Foxglove’s Incident on 9-27-23

Summary

From September 27, 2023, 15:30 UTC to September 28, 2023, 06:45 UTC, Foxglove experienced service degradation which resulted in high latencies on many requests to the Foxglove API. Offline visualization was not affected.

Timeline

At 15:30 UTC, P95 and P99 request latencies began to spike.

At 16:44 UTC, we were alerted to an elevated backlog of data imports.

At 17:27 UTC, we began to receive alerts about high CPU usage on our primary database. The immediate cause was a high number of writes to Sites during recording import.

At 19:05 UTC, we deployed a fix for the CPU spike.

At 19:41 UTC, we received a report of timeouts to the stream service. We tracked this down to a query that had become inefficient in some cases, and investigated alternative query plans.

At 20:30 UTC, we began an index build to address the inefficient stream service query. CPU on the database was near 100% during indexing, which took several hours.

At 21:00 UTC, P99 exceeded 30s for a short time.

By 22:30 UTC, P50, P95, and P99 request latencies all began to increase steadily. We observed an increase in data ingestion rates from a single source, which had scaled up to work through a backlog of recordings.

By 02:00 UTC, P95 latency exceeded 20s. The supporting index was still building, and import volumes remained high.

At 05:29 UTC, (1:29 ET) The index build finished, and data ingestion rates improved.
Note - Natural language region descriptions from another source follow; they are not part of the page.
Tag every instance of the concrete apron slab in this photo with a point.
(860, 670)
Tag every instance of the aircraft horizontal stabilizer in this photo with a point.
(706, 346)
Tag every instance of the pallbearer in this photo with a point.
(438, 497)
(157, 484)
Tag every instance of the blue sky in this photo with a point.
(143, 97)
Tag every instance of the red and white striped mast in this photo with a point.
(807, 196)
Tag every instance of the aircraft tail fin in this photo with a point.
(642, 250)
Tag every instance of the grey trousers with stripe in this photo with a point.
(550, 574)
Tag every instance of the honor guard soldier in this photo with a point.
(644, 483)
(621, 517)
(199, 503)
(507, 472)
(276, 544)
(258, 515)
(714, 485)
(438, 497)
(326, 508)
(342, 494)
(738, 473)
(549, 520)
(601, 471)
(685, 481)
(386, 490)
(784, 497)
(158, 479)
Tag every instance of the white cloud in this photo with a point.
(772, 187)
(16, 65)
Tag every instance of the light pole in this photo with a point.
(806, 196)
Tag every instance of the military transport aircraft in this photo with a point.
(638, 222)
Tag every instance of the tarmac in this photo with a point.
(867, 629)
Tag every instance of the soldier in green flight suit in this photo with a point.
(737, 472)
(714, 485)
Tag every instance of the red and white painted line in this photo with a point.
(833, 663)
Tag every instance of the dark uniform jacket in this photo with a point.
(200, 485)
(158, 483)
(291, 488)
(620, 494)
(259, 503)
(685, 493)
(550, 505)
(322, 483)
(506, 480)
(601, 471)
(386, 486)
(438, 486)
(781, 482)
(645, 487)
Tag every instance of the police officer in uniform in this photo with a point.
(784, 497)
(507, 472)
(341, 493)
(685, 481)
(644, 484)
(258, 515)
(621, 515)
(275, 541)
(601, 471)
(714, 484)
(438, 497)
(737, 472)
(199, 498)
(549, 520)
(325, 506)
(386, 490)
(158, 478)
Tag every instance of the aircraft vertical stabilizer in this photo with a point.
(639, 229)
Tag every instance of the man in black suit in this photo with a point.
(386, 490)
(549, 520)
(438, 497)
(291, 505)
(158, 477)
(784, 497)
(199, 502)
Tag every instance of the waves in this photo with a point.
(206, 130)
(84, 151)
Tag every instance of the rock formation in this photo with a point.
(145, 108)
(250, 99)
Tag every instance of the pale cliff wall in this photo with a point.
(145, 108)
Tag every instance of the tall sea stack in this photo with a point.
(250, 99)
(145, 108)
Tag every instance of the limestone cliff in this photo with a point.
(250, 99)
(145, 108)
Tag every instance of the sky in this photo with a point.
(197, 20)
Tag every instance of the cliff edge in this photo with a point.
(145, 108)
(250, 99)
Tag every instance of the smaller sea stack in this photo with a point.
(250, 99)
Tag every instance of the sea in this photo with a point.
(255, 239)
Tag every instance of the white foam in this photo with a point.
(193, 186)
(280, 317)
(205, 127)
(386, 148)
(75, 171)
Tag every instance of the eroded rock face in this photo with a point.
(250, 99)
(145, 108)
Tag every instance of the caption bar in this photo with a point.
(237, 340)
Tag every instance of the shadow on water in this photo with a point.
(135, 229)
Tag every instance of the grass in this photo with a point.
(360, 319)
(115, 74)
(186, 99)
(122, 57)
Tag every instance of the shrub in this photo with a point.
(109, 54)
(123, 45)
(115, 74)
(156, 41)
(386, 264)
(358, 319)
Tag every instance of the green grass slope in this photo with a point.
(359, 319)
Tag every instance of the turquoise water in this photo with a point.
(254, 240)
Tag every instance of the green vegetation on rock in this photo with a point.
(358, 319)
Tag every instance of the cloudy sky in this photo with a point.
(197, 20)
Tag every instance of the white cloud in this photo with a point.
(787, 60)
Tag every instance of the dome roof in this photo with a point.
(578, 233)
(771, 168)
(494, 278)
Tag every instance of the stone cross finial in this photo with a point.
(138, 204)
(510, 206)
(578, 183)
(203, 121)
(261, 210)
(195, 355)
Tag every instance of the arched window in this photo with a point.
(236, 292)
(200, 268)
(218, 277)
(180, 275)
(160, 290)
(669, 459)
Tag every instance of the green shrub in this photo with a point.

By 06:45 UTC, the platform had worked through ingestion backlogs and latencies returned to normal levels.

Root Cause

Because of high data ingestion rates sustained over long periods of time (reaching 70k/hr from a single source), application connection pools became saturated with write requests, and the API’s ability to serve read requests degraded. High CPU usage on the database slowed down ingestion rates, lengthening the duration of this incident.

Steps We Are Taking

We announced planned maintenance and upgraded database resources on September 28. We have since separated the application’s read and write pools, and are adding additional monitoring for pool waiting. We have also added monitoring specifically for P95 request latencies.